玄関の目の前にある、二階への階段。
今まさにその階段を上がろうとしていた彼は、マグカップを片手にこちらを凝視していた。
そんなに大声を出す必要は、なかったみたい。
「あ、シロ。ホットケーキ作って!」
「……美愛子」
玄関で靴を脱ぎ、一応きちんと揃えてから彼のもとへ向かう。
こちらを呆れた目で見てくる彼、進藤真白。
彼をシロと呼ぶのは、もうずっと前、幼い時からだ。
りさには『あんまりシロシロ言ってると、犬みたいだよ』と言われたけれど、私とシロにとってはもう当たり前のこと。
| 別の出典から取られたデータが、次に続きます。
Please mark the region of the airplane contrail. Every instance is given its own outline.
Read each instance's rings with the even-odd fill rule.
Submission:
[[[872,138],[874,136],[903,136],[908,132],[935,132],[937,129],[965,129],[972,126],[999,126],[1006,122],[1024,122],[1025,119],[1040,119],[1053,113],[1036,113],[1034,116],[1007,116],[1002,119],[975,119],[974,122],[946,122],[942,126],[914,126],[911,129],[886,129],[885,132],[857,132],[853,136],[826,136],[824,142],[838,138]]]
私はシロの持っているマグカップからコーヒーの香りがするのに気づき、顔を明るくした。
「ひとくちちょうだい!」
「えー......」
「ね、お願い!」
ひとつため息をついたシロは、渋々といった様子で「いいよ」と言ってくれた。
ほんのり暖かいマグカップを受け取り、ひとくち飲む。
あ、ブラックだわ。もうひとくち。
「……全部飲まないでよ」
「わかってるわよ!てゆーか、ホットケーキ作って!」
見た目からして甘党そうだと言われる私だけど、そんなことはない。